Anyway, many people fail to understand that Azure Storage works more like a SAN than a directly attached disk--when you attach a disk volume to the VM, you are actually attaching a _replica set_ of that storage that is at least three-way replicated and distributed across the datacenter to avoid data loss. You get RAID for free, if you will.

That is inherently slower than a hypervisor-adjacent (i.e., on-board) volume.

2 comments

> Anyway, many people fail to understand that Azure Storage works more like a SAN than a directly attached disk--when you attach a disk volume to the VM, you are actually attaching a _replica set_ of that storage that is at least three-way replicated and distributed across the datacenter to avoid data loss. You get RAID for free, if you will.

I've said this a bit more sarcastically elsewhere in this thread, but basically, why would you expect people to understand this? Cloud is sold as abstracting away hardware details and giving performance SLAs billed by the hour (or minute, second, whatever). If you need to know significant details of their implementation, then you're getting to the point where you might as well buy your own hardware and save a bunch of money (which seems to be gaining some steam in a minor but noticeable cloud repatriation movement).

Well, in short, people need to understand that cloud is not their computer. It is resource allocation with underlying assumptions around availability, redundancy and performance at a scale well beyond what they would experience in their own datacenter.

And they absolutely must understand this to avoid mis-designing things. Failure to do so is just bad engineering, and a LOT of time is spent educating customers on these differences.

A case in point that aligns with is that I used to work with Hadoop clusters, where you would use data replication for both redundancy and distributed processing. Moving Hadoop to Azure and maintaining conventional design rules (i.e., tripling the amount of disks) is the wrong way do do things, because it isn't required neither for redundancy nor for performance (they are both catered for by the storage resources).

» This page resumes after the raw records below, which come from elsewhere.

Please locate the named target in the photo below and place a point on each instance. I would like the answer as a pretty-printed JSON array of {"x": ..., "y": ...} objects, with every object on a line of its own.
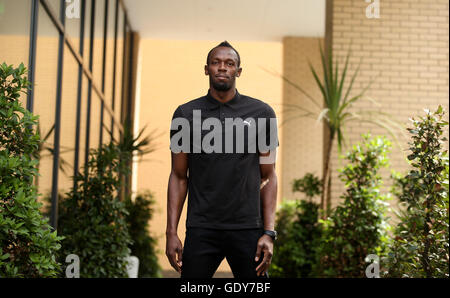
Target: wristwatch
[{"x": 272, "y": 234}]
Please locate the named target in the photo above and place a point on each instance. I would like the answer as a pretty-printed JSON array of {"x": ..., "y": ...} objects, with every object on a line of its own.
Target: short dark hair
[{"x": 227, "y": 45}]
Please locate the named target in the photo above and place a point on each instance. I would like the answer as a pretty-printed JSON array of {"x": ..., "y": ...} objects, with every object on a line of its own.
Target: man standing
[{"x": 232, "y": 187}]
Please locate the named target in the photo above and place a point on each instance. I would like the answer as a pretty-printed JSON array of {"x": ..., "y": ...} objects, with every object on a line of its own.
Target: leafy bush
[
  {"x": 28, "y": 246},
  {"x": 298, "y": 232},
  {"x": 357, "y": 227},
  {"x": 421, "y": 244},
  {"x": 144, "y": 245},
  {"x": 93, "y": 219}
]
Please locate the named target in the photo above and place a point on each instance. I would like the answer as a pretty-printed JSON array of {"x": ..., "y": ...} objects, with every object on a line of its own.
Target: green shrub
[
  {"x": 298, "y": 231},
  {"x": 357, "y": 227},
  {"x": 140, "y": 212},
  {"x": 93, "y": 219},
  {"x": 28, "y": 246},
  {"x": 421, "y": 239}
]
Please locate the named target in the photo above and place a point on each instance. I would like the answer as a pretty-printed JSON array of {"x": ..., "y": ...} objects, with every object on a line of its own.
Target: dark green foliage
[
  {"x": 310, "y": 185},
  {"x": 298, "y": 231},
  {"x": 28, "y": 246},
  {"x": 144, "y": 245},
  {"x": 93, "y": 219},
  {"x": 357, "y": 227},
  {"x": 421, "y": 244}
]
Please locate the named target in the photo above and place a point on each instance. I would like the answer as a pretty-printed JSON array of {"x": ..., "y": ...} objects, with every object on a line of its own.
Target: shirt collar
[{"x": 213, "y": 103}]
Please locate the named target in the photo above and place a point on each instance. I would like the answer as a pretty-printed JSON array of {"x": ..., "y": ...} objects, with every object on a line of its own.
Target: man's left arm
[{"x": 268, "y": 196}]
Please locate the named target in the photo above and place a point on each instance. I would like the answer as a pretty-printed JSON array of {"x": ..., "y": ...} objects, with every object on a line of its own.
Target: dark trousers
[{"x": 204, "y": 249}]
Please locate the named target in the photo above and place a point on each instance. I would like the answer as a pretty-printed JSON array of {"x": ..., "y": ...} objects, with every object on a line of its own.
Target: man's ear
[{"x": 238, "y": 74}]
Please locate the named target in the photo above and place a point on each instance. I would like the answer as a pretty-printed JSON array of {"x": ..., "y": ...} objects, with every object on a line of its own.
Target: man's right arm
[{"x": 176, "y": 195}]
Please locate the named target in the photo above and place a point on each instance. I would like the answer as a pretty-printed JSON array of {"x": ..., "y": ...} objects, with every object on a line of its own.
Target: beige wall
[
  {"x": 14, "y": 50},
  {"x": 406, "y": 51},
  {"x": 172, "y": 74},
  {"x": 302, "y": 136}
]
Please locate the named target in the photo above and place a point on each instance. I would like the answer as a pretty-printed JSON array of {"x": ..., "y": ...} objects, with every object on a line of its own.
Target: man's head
[{"x": 223, "y": 67}]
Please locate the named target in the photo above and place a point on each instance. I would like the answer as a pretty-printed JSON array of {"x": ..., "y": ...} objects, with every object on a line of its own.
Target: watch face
[{"x": 272, "y": 234}]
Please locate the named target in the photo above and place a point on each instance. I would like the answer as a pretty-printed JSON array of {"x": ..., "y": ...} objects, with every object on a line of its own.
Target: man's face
[{"x": 223, "y": 69}]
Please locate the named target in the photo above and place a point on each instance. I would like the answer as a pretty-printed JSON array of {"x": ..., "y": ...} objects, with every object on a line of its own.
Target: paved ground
[{"x": 174, "y": 274}]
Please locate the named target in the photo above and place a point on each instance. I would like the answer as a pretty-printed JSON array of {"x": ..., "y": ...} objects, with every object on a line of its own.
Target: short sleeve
[
  {"x": 271, "y": 132},
  {"x": 177, "y": 114},
  {"x": 272, "y": 128}
]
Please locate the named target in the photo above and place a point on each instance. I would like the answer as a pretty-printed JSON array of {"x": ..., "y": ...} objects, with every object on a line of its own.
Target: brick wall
[
  {"x": 301, "y": 144},
  {"x": 406, "y": 52}
]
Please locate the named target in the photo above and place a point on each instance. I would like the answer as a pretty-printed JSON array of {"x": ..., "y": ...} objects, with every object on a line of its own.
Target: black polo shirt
[{"x": 223, "y": 187}]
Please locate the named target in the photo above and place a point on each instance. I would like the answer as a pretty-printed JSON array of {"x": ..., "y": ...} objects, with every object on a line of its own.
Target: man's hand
[
  {"x": 265, "y": 245},
  {"x": 174, "y": 251}
]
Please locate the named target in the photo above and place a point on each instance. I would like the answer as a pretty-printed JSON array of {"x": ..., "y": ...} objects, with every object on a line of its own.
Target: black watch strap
[{"x": 272, "y": 234}]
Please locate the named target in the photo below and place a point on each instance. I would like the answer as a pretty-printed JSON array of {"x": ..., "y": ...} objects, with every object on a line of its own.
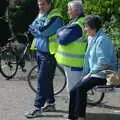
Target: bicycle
[
  {"x": 10, "y": 60},
  {"x": 103, "y": 89},
  {"x": 59, "y": 84}
]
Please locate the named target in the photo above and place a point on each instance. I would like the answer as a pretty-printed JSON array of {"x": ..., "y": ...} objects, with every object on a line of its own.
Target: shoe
[
  {"x": 34, "y": 113},
  {"x": 49, "y": 108}
]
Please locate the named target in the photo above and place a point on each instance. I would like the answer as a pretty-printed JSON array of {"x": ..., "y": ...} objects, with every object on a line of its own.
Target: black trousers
[{"x": 78, "y": 97}]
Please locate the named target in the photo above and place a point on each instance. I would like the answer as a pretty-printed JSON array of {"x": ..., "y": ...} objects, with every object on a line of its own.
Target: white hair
[{"x": 76, "y": 4}]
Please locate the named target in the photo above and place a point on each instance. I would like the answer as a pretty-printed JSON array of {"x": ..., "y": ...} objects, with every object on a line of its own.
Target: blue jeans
[
  {"x": 45, "y": 93},
  {"x": 78, "y": 97}
]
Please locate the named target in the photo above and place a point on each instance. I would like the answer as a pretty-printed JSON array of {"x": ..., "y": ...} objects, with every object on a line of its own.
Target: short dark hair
[{"x": 94, "y": 22}]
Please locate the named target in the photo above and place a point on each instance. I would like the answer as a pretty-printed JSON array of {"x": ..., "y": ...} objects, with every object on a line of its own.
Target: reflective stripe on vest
[
  {"x": 73, "y": 53},
  {"x": 53, "y": 45}
]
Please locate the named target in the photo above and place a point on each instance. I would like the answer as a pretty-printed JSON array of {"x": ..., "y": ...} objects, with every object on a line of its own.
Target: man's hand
[{"x": 86, "y": 76}]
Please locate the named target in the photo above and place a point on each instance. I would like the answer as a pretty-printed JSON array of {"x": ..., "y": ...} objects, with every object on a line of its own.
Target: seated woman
[{"x": 99, "y": 54}]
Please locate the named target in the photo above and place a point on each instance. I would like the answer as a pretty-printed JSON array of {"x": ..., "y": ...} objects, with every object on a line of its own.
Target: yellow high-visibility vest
[
  {"x": 33, "y": 42},
  {"x": 73, "y": 54}
]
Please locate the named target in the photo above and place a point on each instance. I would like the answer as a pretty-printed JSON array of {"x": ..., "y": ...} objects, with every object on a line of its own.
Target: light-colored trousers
[{"x": 73, "y": 77}]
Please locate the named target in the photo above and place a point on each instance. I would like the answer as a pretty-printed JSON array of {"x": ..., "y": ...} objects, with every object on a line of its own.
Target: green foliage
[{"x": 62, "y": 6}]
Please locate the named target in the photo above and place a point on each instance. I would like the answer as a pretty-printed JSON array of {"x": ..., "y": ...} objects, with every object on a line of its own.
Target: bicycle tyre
[
  {"x": 95, "y": 97},
  {"x": 32, "y": 79},
  {"x": 8, "y": 63}
]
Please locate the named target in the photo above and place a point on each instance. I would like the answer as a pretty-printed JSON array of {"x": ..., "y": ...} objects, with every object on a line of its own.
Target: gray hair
[{"x": 76, "y": 4}]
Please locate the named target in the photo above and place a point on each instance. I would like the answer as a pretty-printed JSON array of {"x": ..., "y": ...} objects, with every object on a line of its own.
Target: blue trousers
[
  {"x": 45, "y": 93},
  {"x": 78, "y": 97}
]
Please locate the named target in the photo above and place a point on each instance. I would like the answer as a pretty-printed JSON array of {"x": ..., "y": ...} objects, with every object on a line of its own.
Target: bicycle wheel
[
  {"x": 95, "y": 97},
  {"x": 8, "y": 63},
  {"x": 59, "y": 81}
]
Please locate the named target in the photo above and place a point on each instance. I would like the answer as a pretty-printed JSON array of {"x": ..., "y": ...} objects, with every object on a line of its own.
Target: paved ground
[{"x": 16, "y": 98}]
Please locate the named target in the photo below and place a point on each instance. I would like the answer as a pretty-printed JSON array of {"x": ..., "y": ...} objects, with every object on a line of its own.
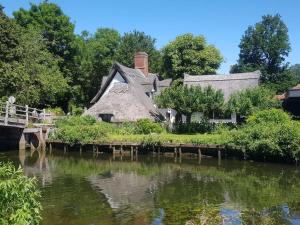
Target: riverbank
[{"x": 269, "y": 135}]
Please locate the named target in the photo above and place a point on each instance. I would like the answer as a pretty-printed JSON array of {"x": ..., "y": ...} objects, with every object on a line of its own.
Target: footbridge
[{"x": 23, "y": 126}]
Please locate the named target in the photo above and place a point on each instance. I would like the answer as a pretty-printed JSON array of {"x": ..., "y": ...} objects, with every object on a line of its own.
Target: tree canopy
[
  {"x": 27, "y": 70},
  {"x": 265, "y": 47},
  {"x": 137, "y": 41},
  {"x": 55, "y": 27},
  {"x": 190, "y": 54}
]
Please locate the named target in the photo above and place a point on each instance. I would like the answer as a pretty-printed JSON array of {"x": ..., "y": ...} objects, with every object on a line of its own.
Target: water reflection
[{"x": 85, "y": 190}]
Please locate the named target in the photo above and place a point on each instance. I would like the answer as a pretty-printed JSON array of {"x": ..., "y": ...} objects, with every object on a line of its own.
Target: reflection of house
[
  {"x": 126, "y": 190},
  {"x": 228, "y": 84},
  {"x": 291, "y": 100},
  {"x": 126, "y": 94}
]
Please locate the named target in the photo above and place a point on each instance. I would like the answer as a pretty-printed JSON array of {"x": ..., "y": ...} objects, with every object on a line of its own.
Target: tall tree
[
  {"x": 264, "y": 47},
  {"x": 137, "y": 41},
  {"x": 55, "y": 27},
  {"x": 190, "y": 54},
  {"x": 27, "y": 70}
]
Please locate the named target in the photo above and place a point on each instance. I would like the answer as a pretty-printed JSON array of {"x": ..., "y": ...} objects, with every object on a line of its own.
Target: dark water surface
[{"x": 159, "y": 190}]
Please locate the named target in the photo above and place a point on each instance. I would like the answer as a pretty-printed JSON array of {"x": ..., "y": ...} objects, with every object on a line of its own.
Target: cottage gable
[{"x": 126, "y": 95}]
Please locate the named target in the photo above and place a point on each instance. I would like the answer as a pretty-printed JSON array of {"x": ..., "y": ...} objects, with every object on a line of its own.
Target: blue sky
[{"x": 221, "y": 22}]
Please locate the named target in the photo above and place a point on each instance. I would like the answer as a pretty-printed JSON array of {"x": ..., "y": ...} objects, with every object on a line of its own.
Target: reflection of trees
[
  {"x": 36, "y": 163},
  {"x": 133, "y": 192}
]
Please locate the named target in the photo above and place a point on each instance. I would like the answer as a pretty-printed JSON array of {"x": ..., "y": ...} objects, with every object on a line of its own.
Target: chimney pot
[{"x": 141, "y": 62}]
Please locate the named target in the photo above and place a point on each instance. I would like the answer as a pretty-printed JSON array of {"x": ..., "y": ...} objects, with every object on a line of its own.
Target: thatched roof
[
  {"x": 125, "y": 101},
  {"x": 228, "y": 84}
]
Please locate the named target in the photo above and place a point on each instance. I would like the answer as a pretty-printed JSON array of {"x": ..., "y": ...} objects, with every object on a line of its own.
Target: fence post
[
  {"x": 44, "y": 115},
  {"x": 6, "y": 113},
  {"x": 27, "y": 115}
]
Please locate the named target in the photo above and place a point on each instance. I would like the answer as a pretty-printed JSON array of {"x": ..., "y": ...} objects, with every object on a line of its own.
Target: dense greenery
[
  {"x": 269, "y": 134},
  {"x": 265, "y": 47},
  {"x": 19, "y": 197},
  {"x": 27, "y": 69},
  {"x": 190, "y": 54},
  {"x": 187, "y": 100},
  {"x": 136, "y": 41},
  {"x": 251, "y": 100}
]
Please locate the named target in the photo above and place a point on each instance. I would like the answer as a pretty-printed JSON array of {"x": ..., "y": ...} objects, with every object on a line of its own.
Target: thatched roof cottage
[{"x": 126, "y": 94}]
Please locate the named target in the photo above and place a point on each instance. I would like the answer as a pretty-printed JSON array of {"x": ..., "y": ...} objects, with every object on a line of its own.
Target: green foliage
[
  {"x": 190, "y": 54},
  {"x": 295, "y": 70},
  {"x": 146, "y": 126},
  {"x": 264, "y": 47},
  {"x": 271, "y": 134},
  {"x": 204, "y": 126},
  {"x": 57, "y": 111},
  {"x": 137, "y": 41},
  {"x": 269, "y": 116},
  {"x": 19, "y": 197},
  {"x": 83, "y": 129},
  {"x": 251, "y": 100},
  {"x": 56, "y": 28},
  {"x": 27, "y": 70},
  {"x": 187, "y": 100}
]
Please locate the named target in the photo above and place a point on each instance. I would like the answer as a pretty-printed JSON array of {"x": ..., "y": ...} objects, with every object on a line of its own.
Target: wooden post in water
[
  {"x": 44, "y": 115},
  {"x": 136, "y": 153},
  {"x": 27, "y": 115},
  {"x": 199, "y": 153},
  {"x": 219, "y": 157},
  {"x": 65, "y": 148},
  {"x": 131, "y": 153},
  {"x": 50, "y": 148},
  {"x": 121, "y": 150},
  {"x": 114, "y": 152},
  {"x": 6, "y": 113}
]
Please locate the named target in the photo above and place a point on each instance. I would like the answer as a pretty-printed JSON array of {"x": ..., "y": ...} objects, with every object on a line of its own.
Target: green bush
[
  {"x": 269, "y": 116},
  {"x": 204, "y": 126},
  {"x": 84, "y": 129},
  {"x": 146, "y": 126},
  {"x": 269, "y": 133},
  {"x": 18, "y": 197}
]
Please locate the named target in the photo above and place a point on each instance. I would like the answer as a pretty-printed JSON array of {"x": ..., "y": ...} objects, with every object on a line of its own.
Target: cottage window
[{"x": 106, "y": 117}]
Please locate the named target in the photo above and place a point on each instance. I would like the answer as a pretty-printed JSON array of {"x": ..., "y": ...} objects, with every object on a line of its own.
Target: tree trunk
[{"x": 188, "y": 118}]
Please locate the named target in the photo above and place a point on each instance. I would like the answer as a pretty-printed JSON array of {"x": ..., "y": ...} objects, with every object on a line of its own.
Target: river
[{"x": 152, "y": 190}]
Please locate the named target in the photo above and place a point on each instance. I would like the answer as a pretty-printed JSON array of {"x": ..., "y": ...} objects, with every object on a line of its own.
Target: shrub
[
  {"x": 18, "y": 197},
  {"x": 269, "y": 133},
  {"x": 57, "y": 111},
  {"x": 204, "y": 126},
  {"x": 84, "y": 129},
  {"x": 269, "y": 116},
  {"x": 146, "y": 126}
]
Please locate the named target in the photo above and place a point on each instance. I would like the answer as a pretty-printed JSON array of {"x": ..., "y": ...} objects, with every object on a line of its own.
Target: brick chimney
[{"x": 141, "y": 62}]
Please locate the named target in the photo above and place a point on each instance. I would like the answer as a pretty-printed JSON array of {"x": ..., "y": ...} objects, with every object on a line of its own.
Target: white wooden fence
[{"x": 18, "y": 115}]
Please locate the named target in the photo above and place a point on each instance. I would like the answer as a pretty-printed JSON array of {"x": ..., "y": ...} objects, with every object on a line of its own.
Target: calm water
[{"x": 159, "y": 190}]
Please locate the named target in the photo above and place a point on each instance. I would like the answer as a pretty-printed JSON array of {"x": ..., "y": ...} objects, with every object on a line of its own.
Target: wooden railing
[{"x": 21, "y": 115}]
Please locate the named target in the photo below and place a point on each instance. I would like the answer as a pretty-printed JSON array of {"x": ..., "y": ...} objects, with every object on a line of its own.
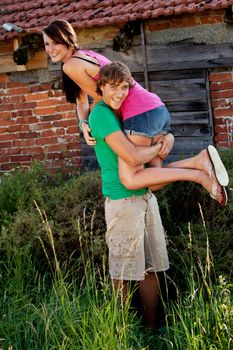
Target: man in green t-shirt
[{"x": 135, "y": 234}]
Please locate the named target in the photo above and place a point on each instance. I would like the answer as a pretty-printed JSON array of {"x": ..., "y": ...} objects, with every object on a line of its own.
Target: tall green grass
[
  {"x": 201, "y": 317},
  {"x": 58, "y": 311}
]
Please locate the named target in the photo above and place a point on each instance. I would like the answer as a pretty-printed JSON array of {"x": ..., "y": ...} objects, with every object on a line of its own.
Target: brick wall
[
  {"x": 221, "y": 90},
  {"x": 36, "y": 123}
]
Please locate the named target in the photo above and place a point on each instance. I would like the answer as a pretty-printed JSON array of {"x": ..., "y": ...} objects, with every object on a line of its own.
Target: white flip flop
[{"x": 218, "y": 166}]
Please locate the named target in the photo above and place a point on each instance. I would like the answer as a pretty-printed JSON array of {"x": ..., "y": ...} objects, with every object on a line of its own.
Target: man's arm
[{"x": 128, "y": 152}]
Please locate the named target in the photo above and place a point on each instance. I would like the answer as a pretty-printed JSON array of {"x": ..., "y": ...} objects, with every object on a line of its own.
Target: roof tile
[{"x": 32, "y": 16}]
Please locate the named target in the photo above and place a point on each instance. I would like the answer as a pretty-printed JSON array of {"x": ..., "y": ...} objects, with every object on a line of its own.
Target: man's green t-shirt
[{"x": 104, "y": 122}]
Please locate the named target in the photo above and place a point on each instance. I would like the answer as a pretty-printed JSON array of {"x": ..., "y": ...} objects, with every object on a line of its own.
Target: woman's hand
[
  {"x": 167, "y": 144},
  {"x": 86, "y": 133}
]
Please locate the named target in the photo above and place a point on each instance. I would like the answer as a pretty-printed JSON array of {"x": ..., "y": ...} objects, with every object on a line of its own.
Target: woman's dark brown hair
[{"x": 62, "y": 32}]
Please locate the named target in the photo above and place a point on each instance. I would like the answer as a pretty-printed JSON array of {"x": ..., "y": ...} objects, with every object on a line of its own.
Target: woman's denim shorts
[{"x": 150, "y": 124}]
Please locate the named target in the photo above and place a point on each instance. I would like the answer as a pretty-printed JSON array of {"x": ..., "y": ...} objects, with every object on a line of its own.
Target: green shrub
[{"x": 75, "y": 211}]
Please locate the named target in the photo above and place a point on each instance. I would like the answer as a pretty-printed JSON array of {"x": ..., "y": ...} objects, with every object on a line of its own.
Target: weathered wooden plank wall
[{"x": 178, "y": 73}]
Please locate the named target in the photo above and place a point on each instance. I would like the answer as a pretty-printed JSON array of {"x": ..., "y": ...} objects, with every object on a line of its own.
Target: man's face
[{"x": 115, "y": 94}]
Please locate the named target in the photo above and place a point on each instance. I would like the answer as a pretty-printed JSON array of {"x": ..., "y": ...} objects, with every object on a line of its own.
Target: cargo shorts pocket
[{"x": 122, "y": 247}]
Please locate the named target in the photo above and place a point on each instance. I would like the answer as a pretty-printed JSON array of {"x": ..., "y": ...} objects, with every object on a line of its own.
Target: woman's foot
[
  {"x": 209, "y": 161},
  {"x": 215, "y": 190}
]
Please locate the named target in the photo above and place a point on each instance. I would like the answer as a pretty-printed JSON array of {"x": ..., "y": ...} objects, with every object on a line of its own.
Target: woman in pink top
[
  {"x": 145, "y": 119},
  {"x": 80, "y": 69}
]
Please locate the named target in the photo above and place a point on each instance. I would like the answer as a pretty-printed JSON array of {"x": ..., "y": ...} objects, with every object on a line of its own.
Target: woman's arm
[
  {"x": 128, "y": 152},
  {"x": 78, "y": 72}
]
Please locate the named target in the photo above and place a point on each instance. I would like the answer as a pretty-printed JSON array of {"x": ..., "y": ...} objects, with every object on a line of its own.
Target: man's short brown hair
[{"x": 114, "y": 73}]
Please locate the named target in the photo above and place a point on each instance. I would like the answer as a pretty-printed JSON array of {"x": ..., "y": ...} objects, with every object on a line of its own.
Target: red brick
[
  {"x": 45, "y": 111},
  {"x": 23, "y": 143},
  {"x": 5, "y": 115},
  {"x": 4, "y": 159},
  {"x": 23, "y": 113},
  {"x": 9, "y": 136},
  {"x": 7, "y": 144},
  {"x": 14, "y": 84},
  {"x": 21, "y": 158},
  {"x": 18, "y": 91},
  {"x": 46, "y": 141},
  {"x": 33, "y": 150},
  {"x": 37, "y": 96},
  {"x": 55, "y": 148},
  {"x": 4, "y": 78},
  {"x": 212, "y": 19},
  {"x": 49, "y": 102},
  {"x": 18, "y": 127},
  {"x": 28, "y": 135},
  {"x": 7, "y": 107}
]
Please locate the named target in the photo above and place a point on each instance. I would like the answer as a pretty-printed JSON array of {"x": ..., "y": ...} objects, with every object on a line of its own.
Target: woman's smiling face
[{"x": 57, "y": 52}]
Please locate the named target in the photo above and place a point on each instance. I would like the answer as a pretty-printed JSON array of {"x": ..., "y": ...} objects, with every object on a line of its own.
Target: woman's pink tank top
[{"x": 139, "y": 99}]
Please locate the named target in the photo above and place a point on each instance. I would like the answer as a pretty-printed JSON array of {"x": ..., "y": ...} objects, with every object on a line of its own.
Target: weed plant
[{"x": 55, "y": 292}]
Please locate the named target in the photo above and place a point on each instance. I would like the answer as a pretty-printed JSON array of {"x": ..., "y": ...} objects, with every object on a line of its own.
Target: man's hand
[
  {"x": 167, "y": 144},
  {"x": 86, "y": 133}
]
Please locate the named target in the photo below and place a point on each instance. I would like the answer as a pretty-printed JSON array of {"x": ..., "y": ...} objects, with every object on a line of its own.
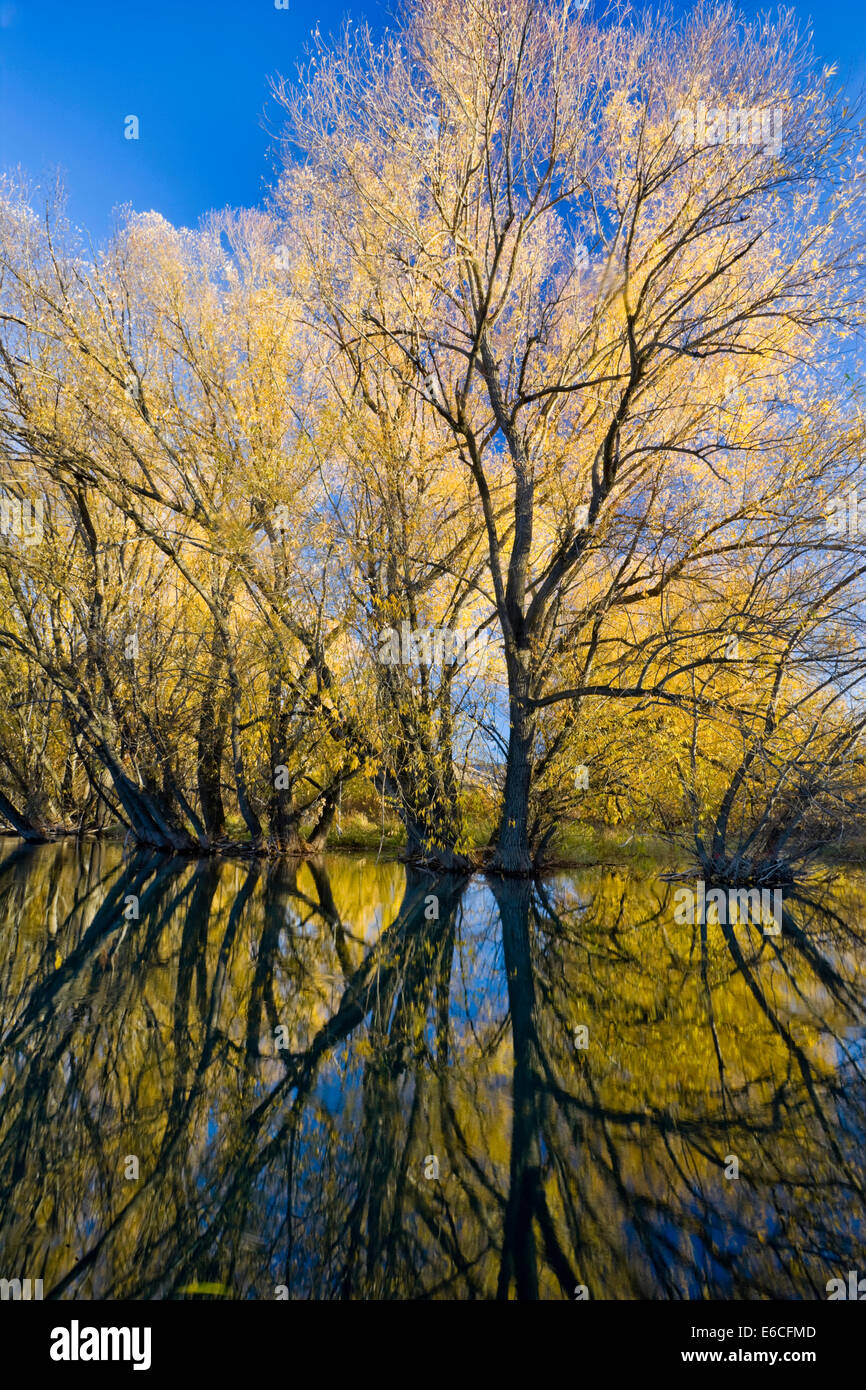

(Of course there are better solutions than Hadoop these days - Spark being one that is very nice from a cloud resource perspective - but many people have nine times the storage they need allocated in their cloud Hadoop clusters because of lack of understanding...)

I would think that lifting and shifting a Hadoop setup into the cloud would be considered an anti-pattern anyway; typically you would be told to find a managed, cloud-native solution.
You would be surprised at what corporate thinking and procurement departments actually think is best.
The cloud is also being sold as “don’t worry about data loss”.

To actually deliver on that promise while maintaining abstraction of just “dump your data on C:/ as you are used to”, there are compromises in performance that need to be taken. This is one of the biggest pitfalls of the cloud if you care more about performance than resiliency. Finding disks that don’t have such guarantees is still possible, just be aware of it.

I may have the "Ebsv5" series code incorrect. I'd look it up, but I don't have access to the subscription any longer.

What I chose ultimately was definitely "nVME attached" and definitely pricey. The "hypervisor-adjacent, very low latency volume" was not an obvious choice.

The best performing configuration did come from me--the db admin learning Azure on the fly--and not the four Azure architects nor the half dozen consultants with Azure credentials brought onto the project.

Ebsv5 and Ebdsv5 somewhat uniquely provide the highest possible storage performance right now in Azure, partly because they support NVMe controllers instead of SCSI.

However, the disks are still remote replicas sets as someone else mentioned. They’re not flash drives plugged into the host, despite appearances.

Something to try is (specifically) the Ebdsv5 series with the ‘d’ meaning it has local SSD cache and temp disks. Configure Postgres to use the temp disk for its scratch space and turn on read/write caching for the data disks.

You should see better performance, but still not as good as a laptop… that will have to wait for the v6 generation of VMs.